Some OpenAI employees involved in the talks had struggled to get on the same terms as Hood, who came to be known for her tough, unsparing style, according to people familiar with the matter. Friar was a key bridge, and would sometimes fly to Microsoft's headquarters to sit down with her fellow CFO and get the deal back on track.

OpenAI and Microsoft announced a revised agreement last fall, and another one this past week.

After Meta launched a talent raid on OpenAI last year, offering its researchers pay packages that topped $100 million, Friar worked with research chief Mark Chen to come up with a new framework for approaching compensation that allowed the startup to stay financially competitive without losing discipline.
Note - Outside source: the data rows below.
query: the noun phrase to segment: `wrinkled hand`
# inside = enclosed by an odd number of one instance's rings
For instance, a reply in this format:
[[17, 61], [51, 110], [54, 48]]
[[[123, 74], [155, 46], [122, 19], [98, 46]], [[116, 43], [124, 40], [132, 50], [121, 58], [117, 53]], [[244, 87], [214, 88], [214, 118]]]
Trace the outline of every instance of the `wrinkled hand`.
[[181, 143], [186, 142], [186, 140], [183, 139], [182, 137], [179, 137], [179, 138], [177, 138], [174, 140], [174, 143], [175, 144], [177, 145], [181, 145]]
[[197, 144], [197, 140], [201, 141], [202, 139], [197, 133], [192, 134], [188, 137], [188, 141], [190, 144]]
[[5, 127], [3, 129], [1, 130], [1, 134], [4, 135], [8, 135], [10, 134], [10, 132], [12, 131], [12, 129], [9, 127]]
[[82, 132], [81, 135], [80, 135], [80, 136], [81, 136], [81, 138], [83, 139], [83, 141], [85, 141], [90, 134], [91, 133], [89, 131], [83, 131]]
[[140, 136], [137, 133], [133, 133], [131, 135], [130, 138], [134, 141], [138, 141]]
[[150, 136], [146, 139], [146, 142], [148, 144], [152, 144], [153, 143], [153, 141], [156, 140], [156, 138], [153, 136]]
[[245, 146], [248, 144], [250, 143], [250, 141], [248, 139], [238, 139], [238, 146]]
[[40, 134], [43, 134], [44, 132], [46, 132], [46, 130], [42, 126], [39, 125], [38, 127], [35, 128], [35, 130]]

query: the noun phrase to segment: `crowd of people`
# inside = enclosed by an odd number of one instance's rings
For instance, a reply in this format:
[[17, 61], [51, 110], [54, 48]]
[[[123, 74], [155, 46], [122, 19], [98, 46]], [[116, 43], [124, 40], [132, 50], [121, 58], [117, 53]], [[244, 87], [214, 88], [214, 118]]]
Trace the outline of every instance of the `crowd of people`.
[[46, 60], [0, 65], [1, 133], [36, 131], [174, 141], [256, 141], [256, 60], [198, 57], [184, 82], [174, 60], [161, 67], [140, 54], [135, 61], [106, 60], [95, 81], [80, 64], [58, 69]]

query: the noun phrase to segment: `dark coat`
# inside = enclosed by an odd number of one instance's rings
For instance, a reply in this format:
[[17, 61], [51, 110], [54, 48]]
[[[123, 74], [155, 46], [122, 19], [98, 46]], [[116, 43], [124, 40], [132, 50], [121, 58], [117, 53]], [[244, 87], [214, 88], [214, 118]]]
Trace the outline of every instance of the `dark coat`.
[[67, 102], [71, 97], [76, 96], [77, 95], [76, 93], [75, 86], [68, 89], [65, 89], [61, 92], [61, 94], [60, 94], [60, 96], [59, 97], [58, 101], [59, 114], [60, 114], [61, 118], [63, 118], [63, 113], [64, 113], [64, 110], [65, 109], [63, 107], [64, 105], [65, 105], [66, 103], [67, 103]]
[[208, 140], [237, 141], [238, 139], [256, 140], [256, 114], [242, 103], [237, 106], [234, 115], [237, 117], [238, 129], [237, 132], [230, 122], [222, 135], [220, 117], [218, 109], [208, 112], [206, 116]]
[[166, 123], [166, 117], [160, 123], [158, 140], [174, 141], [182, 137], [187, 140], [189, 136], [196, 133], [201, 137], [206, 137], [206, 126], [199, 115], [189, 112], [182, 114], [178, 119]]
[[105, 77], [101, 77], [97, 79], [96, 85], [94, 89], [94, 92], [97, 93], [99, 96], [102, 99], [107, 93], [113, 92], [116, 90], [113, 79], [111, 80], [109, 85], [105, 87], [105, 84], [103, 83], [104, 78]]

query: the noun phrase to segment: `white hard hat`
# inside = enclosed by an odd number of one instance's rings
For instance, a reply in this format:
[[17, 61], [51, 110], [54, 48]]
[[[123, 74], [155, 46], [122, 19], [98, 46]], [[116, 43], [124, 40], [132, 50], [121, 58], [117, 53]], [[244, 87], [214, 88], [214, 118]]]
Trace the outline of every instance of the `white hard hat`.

Friar has been tight-lipped about the company's public listing plans, even to some of OpenAI's closest investors. But since last fall, she has been racing to get it ready, hiring a slew of new finance and accounting professionals and kick-starting informal conversations with banks.

Then came a slowdown in OpenAI's business.

A new version of Google's Gemini app stole market share from ChatGPT, and the company missed its target of reaching 1 billion weekly active users for the chatbot by the end of last year. (It still hasn't announced this milestone.) The bleeding continued after Anthropic's coding tool Claude Code took off among software developers, and OpenAI missed some internal revenue targets.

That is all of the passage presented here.